Does anyone else have this problem? When you allow yourself to feel bad about something you’re not, or something you’re not doing, but when you’re really honest with yourself you know it’s not right for you, anyway? (And yes, this post is my therapy session for the week, did I forget to tell you this at the start? You can invoice me at the end. I’ll pay in t-shirts.)
Wow, this post has gone off the deep end. But then again, maybe it hasn’t when I think about it how it started.
Long story short, blogging is one of the few things I’ve kept with the longest in my life. It’s brought me some amazing opportunities, and also some annoying insecurities. But I think I’d have those insecurities with any job or situation, it’s called life.
The best thing I can do is put on my blinders, keep my focus straight ahead, and just do what brings me joy. Remember why I started…
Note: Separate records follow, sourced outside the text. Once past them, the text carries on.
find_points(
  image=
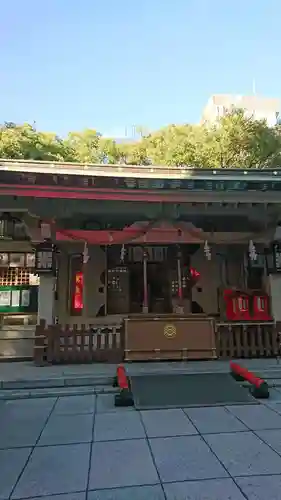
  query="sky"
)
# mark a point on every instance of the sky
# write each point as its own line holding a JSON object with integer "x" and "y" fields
{"x": 112, "y": 65}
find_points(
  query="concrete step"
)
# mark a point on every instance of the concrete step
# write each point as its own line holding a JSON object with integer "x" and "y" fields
{"x": 49, "y": 392}
{"x": 57, "y": 382}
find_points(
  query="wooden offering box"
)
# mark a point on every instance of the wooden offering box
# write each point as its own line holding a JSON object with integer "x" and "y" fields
{"x": 170, "y": 337}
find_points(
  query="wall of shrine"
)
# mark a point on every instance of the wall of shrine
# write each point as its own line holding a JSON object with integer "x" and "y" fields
{"x": 95, "y": 295}
{"x": 205, "y": 292}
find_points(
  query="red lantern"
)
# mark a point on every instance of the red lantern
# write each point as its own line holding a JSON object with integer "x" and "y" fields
{"x": 237, "y": 306}
{"x": 78, "y": 291}
{"x": 261, "y": 308}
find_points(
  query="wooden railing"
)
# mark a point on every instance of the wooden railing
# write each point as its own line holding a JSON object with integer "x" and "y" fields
{"x": 247, "y": 340}
{"x": 70, "y": 344}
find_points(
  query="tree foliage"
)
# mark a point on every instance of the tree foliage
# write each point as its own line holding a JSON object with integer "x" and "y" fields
{"x": 236, "y": 141}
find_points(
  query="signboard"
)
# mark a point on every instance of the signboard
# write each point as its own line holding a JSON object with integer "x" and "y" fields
{"x": 273, "y": 259}
{"x": 44, "y": 258}
{"x": 126, "y": 183}
{"x": 17, "y": 259}
{"x": 154, "y": 253}
{"x": 18, "y": 299}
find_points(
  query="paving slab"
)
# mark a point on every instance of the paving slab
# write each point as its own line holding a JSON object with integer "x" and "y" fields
{"x": 185, "y": 458}
{"x": 256, "y": 417}
{"x": 272, "y": 437}
{"x": 20, "y": 430}
{"x": 105, "y": 404}
{"x": 134, "y": 492}
{"x": 71, "y": 405}
{"x": 243, "y": 454}
{"x": 113, "y": 426}
{"x": 54, "y": 469}
{"x": 38, "y": 406}
{"x": 121, "y": 463}
{"x": 68, "y": 496}
{"x": 214, "y": 489}
{"x": 12, "y": 463}
{"x": 164, "y": 423}
{"x": 214, "y": 419}
{"x": 67, "y": 429}
{"x": 260, "y": 487}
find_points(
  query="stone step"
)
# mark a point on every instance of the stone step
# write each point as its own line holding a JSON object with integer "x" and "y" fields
{"x": 9, "y": 394}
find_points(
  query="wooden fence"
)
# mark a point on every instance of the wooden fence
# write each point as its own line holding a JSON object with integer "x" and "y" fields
{"x": 70, "y": 344}
{"x": 247, "y": 340}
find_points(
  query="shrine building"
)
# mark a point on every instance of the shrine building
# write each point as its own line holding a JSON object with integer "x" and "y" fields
{"x": 125, "y": 262}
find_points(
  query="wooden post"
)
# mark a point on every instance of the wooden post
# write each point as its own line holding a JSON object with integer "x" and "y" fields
{"x": 39, "y": 344}
{"x": 145, "y": 289}
{"x": 180, "y": 308}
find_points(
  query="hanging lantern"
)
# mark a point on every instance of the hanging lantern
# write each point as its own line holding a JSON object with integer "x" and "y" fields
{"x": 7, "y": 226}
{"x": 252, "y": 251}
{"x": 85, "y": 253}
{"x": 207, "y": 250}
{"x": 122, "y": 253}
{"x": 45, "y": 231}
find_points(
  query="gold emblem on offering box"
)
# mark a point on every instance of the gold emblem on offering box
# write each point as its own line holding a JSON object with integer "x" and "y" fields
{"x": 170, "y": 331}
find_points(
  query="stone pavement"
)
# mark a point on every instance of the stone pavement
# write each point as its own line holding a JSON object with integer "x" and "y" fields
{"x": 82, "y": 447}
{"x": 26, "y": 370}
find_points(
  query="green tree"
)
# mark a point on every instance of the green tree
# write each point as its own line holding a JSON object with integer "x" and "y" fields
{"x": 241, "y": 142}
{"x": 236, "y": 141}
Happy bday month blog, thanks for always listening.
And when I say thanks for always listening, I’m talking to you. I don’t know how I won the jackpot with readers, but I did. This blog’s been all over the place from 2009 until now. From the days when I just ranted about Topeka, to made only list posts, “Ten Ways You Know You Have Eyes,” to 100% blog talk: “HOW TO MAKE A MILLION DOLLARS BLOGGING,” and back to now. You’re good people (and animal lovers) and I appreciate that more than you’ll know.
Cheers to 100 more years? I’m an OG blogger, I will NEVER let this thing die. Mark my words, I will be the last blogger standing.
(Insert blog ad about something pertaining to today’s post. maybe a train?)